If n = p/q and p, q are integers, is n an integer?

1) n^2 is an integer
2) n^3 is an integer

[spoiler]OA is D, but can someone please explain how/why? Thanks[/spoiler]

n = integer / integer -> n is rational, hence if n^a (a is positive integer) is integer, then n is integer also.

capnx wrote:If n = p/q and p, q are integers, is n an integer?

1) n^2 is an integer
2) n^3 is an integer

[spoiler]OA is D, but can someone please explain how/why? Thanks[/spoiler]

Hi capnx,

Try rephrasing each part, and hopefully it will make sense. This question is essentially asking you if p is divisable by q. In other words, does p have all the prime factors of q?

1) Since the original statement tells us that n = p/q, we can extrapolate that n^2 = (p^2)/(q^2) = (p*p)/(q*q). If n^2 is an integer, we know that (p*p)/(q*q) is an integer. In other words, p*p holds all the prime factors of q*q. If we know this, then we know that p holds all the prime factors of q.

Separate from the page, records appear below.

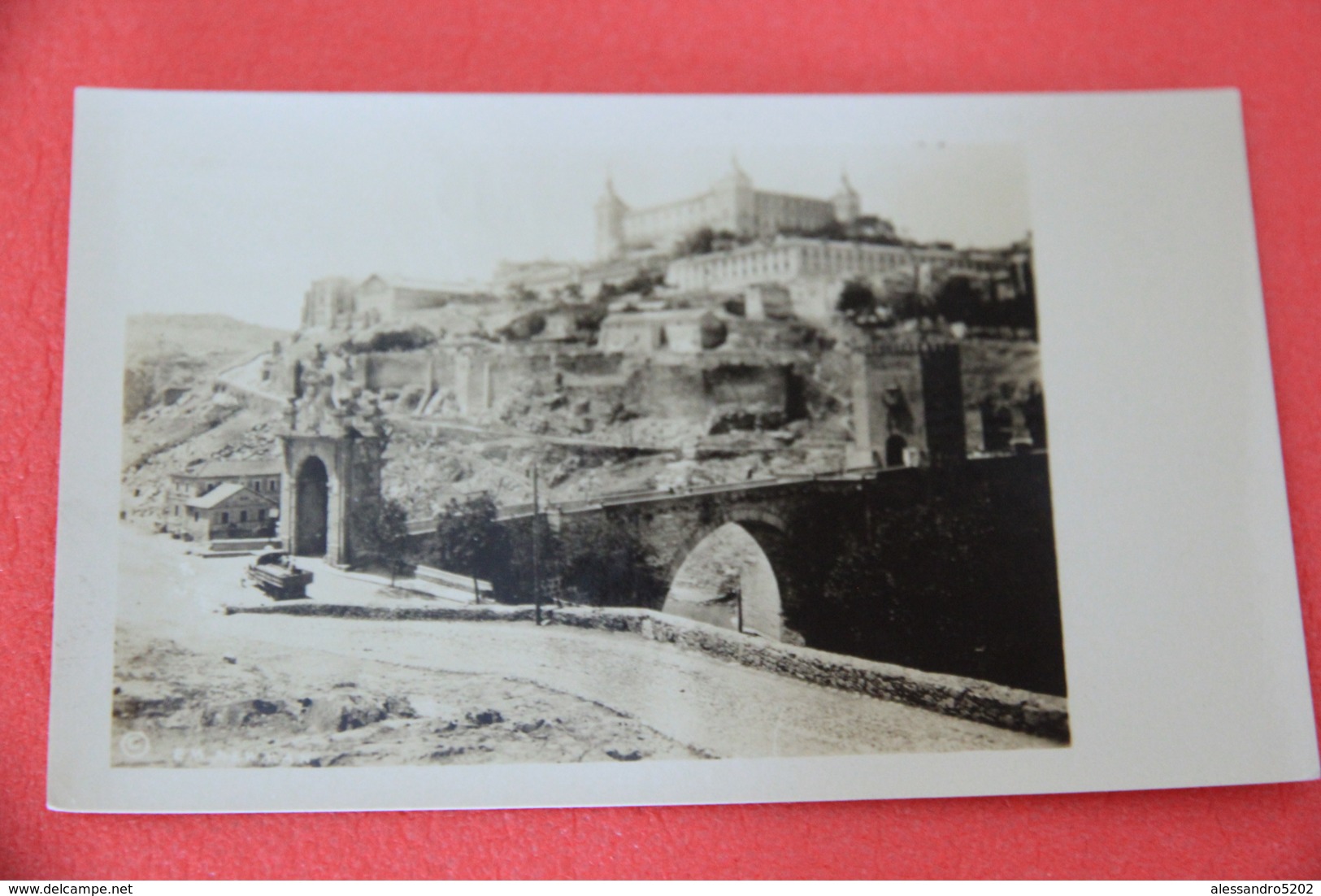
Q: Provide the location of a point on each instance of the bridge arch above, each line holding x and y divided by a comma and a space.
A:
724, 575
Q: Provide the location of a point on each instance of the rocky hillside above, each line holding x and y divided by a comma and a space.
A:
168, 354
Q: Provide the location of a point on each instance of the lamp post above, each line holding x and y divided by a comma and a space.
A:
537, 571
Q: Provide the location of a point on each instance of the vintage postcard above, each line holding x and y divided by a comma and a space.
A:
515, 451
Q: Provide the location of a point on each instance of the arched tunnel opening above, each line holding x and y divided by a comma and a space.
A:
728, 581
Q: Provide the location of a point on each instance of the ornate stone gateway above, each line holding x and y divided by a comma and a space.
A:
332, 472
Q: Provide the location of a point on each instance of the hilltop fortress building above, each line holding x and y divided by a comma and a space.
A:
732, 205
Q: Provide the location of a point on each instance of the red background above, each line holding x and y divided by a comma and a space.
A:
1267, 49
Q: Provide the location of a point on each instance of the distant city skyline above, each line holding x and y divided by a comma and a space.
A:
217, 211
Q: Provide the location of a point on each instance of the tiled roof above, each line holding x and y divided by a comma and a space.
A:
222, 494
236, 468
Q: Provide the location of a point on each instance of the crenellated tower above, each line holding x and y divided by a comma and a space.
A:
611, 211
908, 405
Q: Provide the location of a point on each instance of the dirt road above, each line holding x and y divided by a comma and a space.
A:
560, 694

Testing this out with numbers should help you see it if it's not already clear. If we let p^2=36 and q^2=9, n^2=4 (36/9=4). This is easy enough to do in our head, but to get the theory, let's look at the prime factorization:

p^2 = 36 = 2*2*3*3
q^2 = 9 = 3*3
(2*2*3*3)/(3*3) = 2*2 = 4

Now, if we take the square root of this equation (to tie this back to the original question, is p/q an integer?) we get:

p = 6 = 2*3
q = 3
(2*3)/(3) = 2

If you try this out with any set of perfect squares that meet the criteria of statement 1, you'll always end up with the same results. Once you know you'll always end up with the same results, no need to try it out . This statement is sufficient.

2) This follows essentially the same logic as statement 1, except this time we have a perfect cube rather than a perfect square. Essentiall, since (p*p*p)/(q*q*q) is an integer, we can quickly extrapolate that all prime factors of q are contained in p, and therefore p is divisible by q. This statement is sufficient.

I hope I wasn't rambling, and I hope that helps.